Михаилу Соломенцеву Ельцин тогда, в начале июня, ответил, что будет и дальше откровенно говорить, что думает. Когда угодно и кому угодно. Но именно это столкновение дало ему ключ ко всей речи, шифр, с помощью которого он выстроил всю систему своих аргументов.
— Этой идеей, — говорит Татьяна, младшая дочь Ельцина, — стала
Однако для начала нужно было элементарно попасть на эту трибуну. Как это сделать?
Ельцин сидел на балконе Дворца съездов вместе с членами карельской партийной делегации. В первый же день конференции он послал записку в президиум с просьбой дать ему слово. Ответа не было. На четвертый день конференции он предупредил своих товарищей, что хочет попросить слова. Те отнеслись к его желанию с пониманием. Никто даже не спросил, что именно он хочет сказать, — все с нетерпением ждали его речи.
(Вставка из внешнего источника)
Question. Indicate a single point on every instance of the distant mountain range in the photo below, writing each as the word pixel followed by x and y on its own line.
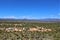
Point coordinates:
pixel 32 20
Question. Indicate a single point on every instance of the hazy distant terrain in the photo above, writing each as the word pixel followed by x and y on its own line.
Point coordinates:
pixel 26 29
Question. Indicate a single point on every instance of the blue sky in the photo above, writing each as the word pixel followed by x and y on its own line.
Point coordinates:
pixel 31 9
Горбачев огласил список выступающих перед голосованием (за постановление конференции). В списке его снова не было.
И вот он спустился вниз. Надо представить себе этот грандиозный, помпезный зал Кремлевского дворца, чтобы оценить всю картину: он дошел до самого президиума с мандатом делегата в поднятой руке. Поднялся на три ступеньки и сказал, что требует дать ему слово.
Горбачев и Соломенцев начали совещаться.
Понятно, что творилось в этот момент в душе у Горбачева. Проблема, которая давно отошла, казалось бы, на второй план и уступила место новым, более сложным, снова стояла перед ним во весь свой немалый рост.